Tuhkan, Hoseok bilang apa kalau hari ini memang hari sialnya. Buktinya saja hari ini itu bukan jadwal piketnya, tapi ia kini sendirian di kelas dengan kemoceng dan sapu yang tergenggam di tangannya. Dan satu yang membuat dirinya semakin kesal, kenapa hanya dia yang di perintahkan oleh gurunya untuk membersihkan kelas sedangkan para petugas piket hari ini dibiarkan pulang begitu saja. Bahkan mereka dengan santainya memberi semangat kepada Hoseok untuk membersihkan kelas dengan baik. Bukan karena iri dengan mereka yang dapat pulang lebih cepat, tapi ucapan semangat yang mereka beri pada Hoseok lebih tertuju pada ejekkan.
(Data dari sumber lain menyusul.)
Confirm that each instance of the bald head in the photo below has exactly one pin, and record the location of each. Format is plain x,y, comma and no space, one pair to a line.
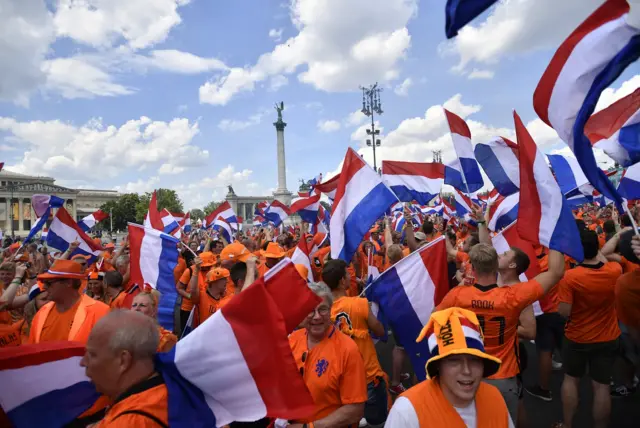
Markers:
129,331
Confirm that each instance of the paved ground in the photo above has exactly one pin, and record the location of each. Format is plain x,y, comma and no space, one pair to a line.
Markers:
625,412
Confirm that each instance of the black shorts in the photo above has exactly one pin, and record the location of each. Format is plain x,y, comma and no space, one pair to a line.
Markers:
549,331
595,358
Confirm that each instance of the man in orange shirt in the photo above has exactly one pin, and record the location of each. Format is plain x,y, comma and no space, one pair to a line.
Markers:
69,315
498,310
353,317
331,365
587,297
123,370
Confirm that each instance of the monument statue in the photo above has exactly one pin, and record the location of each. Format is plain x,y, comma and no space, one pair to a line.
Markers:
279,109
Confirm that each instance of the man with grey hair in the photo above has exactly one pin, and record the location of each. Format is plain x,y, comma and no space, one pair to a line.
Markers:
119,361
324,354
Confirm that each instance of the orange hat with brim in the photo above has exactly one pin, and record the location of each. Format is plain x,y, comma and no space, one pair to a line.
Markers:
235,252
216,274
208,259
303,271
455,331
62,269
273,251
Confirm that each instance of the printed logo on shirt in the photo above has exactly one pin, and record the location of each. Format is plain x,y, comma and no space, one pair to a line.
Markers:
321,367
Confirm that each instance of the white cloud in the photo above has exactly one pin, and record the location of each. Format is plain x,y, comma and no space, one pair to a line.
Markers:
26,30
140,186
106,23
276,35
611,95
355,118
481,74
238,125
76,78
341,44
403,88
278,82
516,27
95,151
328,125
Tapi bagaimanapun juga, ini Jung Hoseok. Walau kesal dengan gurunya yang menghukumnya karena hanya mendapat nilai minus lima di ulangan matematikanya kali ini dengan menyuruhnya untuk membersihkan kelas sendirian, akhir-akhirnya Hoseok mengerjakannya juga, bahkan ia membersihkan kelas dengan telaten, tak membiarkan sedikitpun debu tertinggal. Memang hobi sih ya, mau diapain lagi.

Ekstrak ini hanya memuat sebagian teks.